Improving research data reusability through data conversations
Bridging gaps in metadata supply and demand
More Info
expand_more
Abstract
Efficient and inclusive data reuse across research disciplines is based on high quality metadata that bridges the gap between data producers and consumers. This gap, referred to as the metadata gap, arises when the metadata provided by producers do not meet the needs of consumers. Through a comprehensive analysis of metadata supply and demand, this thesis identifies the motivations and barriers faced by producers in creating metadata, along with the challenges consumers face when reusing datasets. To address these issues, the thesis introduces context-bridging data conversations, a framework designed to make metadata creation a more collaborative and adaptive process. The proof-of-concept is built on four key mechanisms: involving consumers as co-creators, recognising and incorporating contextual metadata, leveraging real-time dialogue, and dynamically adapting metadata elicitation questions.
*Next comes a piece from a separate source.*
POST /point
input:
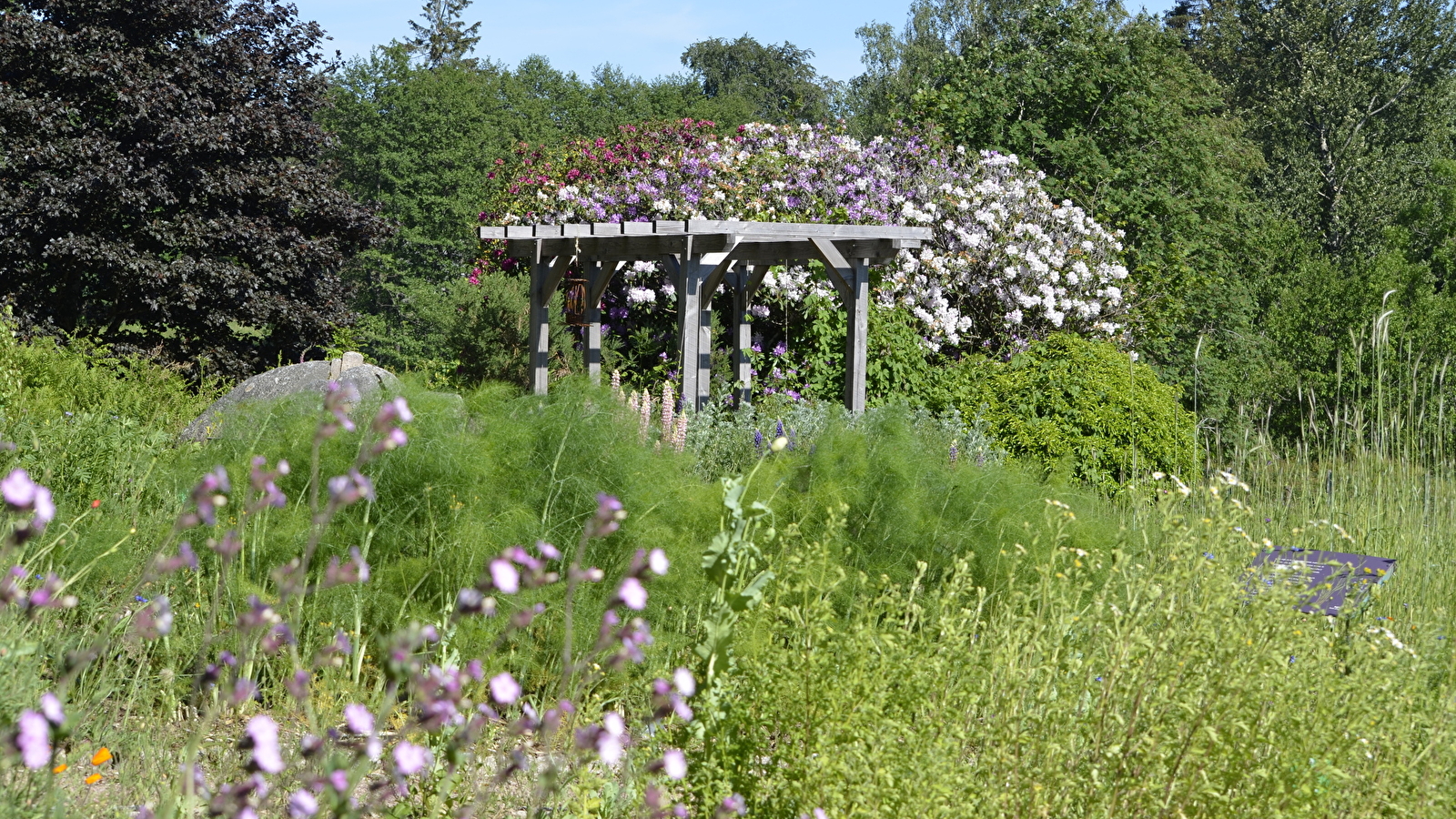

Qualitative interviews were conducted to identify the factors that shape metadata practices, and AI-generated summaries were evaluated as a scalable tool to synthesise the insights of these conversations. The findings are applied to the data management plans of CropXR, an interdisciplinary research institute. This case study illustrates how the metadata gap analysis can identify specific areas for improvement in metadata practices and how the context-bridging data conversations framework can provide actionable recommendations to enhance data reusability. By analysing data reusability as a dynamic and context-dependent process, this thesis advances both practical methodologies and theoretical understanding of metadata management. These contributions offer actionable strategies to close the metadata gap, foster collaboration across scientific domains, and promote more efficient and inclusive research practices.